Meh... Ops afraid of the new concept.  Tons of potential for new directions that South Park could never have had.  I'm hoping the NuCore guys will open things up a bit so homebrew minigames become possible.

--- End quote ---

Ops are NEVER afraid of a new concept. It really comes down to if the earnings potential justifies the cost of a machine. RFM sold quite well and Williams finally saw a profit in the pinball division that had not been seen in years. Those sales were ALL driven by Operators. That hardly sounds like a group "afraid of the new concept". Ops love kits! So, the idea of a pinball kit was very welcomed. One thing that was hard for Operators to get past was the whole "What in the Hell do I do with the playfield"? SWE1 just seemed doomed from the start. Poor timing, poor planning, the movie underpreforming, whatever the cause it just didn't earn. Next thing you know Williams pulled the plug. A bit premature IMO.

Xiaou2:

 The problem with Episode1 was the fact that the video took up valuable playfield
space for 'interesting' and fun shots.   Everything became too simplified and boring.

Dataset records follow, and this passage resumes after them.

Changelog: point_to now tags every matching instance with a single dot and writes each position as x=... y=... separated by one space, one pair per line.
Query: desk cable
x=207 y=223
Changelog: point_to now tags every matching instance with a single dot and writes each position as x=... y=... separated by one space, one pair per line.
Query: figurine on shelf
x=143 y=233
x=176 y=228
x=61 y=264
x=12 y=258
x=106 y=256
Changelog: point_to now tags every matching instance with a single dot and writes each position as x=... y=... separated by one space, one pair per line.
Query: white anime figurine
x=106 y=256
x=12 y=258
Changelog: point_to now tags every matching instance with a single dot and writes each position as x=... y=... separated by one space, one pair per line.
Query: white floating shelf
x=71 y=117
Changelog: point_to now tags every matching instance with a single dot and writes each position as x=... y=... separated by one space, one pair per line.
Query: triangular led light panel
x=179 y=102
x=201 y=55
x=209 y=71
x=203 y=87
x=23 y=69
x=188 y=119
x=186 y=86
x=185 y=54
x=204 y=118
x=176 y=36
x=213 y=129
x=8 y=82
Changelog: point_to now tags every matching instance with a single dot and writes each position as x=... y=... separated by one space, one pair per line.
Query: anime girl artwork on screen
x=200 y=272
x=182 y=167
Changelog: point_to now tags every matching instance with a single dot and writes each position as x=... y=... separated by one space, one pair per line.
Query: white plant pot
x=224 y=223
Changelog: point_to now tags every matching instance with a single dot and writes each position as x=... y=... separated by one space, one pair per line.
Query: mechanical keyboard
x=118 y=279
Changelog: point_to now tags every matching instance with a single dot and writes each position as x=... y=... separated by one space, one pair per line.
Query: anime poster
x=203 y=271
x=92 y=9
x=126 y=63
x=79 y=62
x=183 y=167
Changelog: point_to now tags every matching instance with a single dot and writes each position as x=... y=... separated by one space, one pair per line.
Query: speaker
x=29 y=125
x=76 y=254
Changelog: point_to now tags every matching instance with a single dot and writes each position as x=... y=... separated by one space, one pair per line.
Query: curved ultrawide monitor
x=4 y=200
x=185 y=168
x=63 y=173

 Putting video in the backbox would have been the best option... as then it wouldnt
have affected the gameplay... only adding to it.

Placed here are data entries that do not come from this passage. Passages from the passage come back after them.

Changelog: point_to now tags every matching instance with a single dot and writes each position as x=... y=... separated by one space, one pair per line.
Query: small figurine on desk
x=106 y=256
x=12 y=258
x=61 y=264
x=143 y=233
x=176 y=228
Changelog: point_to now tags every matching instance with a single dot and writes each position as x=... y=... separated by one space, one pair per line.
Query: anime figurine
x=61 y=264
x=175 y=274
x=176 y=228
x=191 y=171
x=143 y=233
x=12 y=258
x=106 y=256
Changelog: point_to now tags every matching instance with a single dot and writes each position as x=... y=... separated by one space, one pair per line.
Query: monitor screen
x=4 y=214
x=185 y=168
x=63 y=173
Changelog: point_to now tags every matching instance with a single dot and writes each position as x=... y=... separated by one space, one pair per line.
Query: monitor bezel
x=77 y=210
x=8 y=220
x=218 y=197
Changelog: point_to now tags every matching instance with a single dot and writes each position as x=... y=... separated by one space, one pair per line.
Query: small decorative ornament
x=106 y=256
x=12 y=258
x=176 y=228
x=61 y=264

 The idea probably was to try to make the game easier for ops to maintain...
yet, play counts were low... cause pinball fans really didnt like the
generic, easy, boring,  shots. 

 The lame movie didnt help any... but that really wasnt the big issue.

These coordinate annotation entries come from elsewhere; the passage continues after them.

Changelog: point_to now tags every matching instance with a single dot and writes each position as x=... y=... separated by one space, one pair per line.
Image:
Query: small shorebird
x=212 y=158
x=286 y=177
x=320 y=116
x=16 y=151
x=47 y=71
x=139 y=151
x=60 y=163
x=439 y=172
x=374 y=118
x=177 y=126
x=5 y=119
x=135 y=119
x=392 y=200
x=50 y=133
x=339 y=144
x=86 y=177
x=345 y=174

 The added time and cost to try to produce quality video animations, only made things worse.

ChadTower:

--- Quote from: Karetaker on December 22, 2008, 07:38:10 pm ---Ops are NEVER afraid of a new concept. It really comes down to if the earnings potential justifies the cost of a machine. RFM sold quite well and Williams finally saw a profit in the pinball division that had not been seen in years. Those sales were ALL driven by Operators. That hardly sounds like a group "afraid of the new concept". Ops love kits! So, the idea of a pinball kit was very welcomed. One thing that was hard for Operators to get past was the whole "What in the Hell do I do with the playfield"? SWE1 just seemed doomed from the start. Poor timing, poor planning, the movie underpreforming, whatever the cause it just didn't earn. Next thing you know Williams pulled the plug. A bit premature IMO.

--- End quote ---


You can say that but all of the ops I've asked gave me the same story.  "pinball wasn't earning anymore and I wasn't dropping $4500 on a new concept until I see it making some cash.  I replaced them with touchscreens and got into wall jukes instead."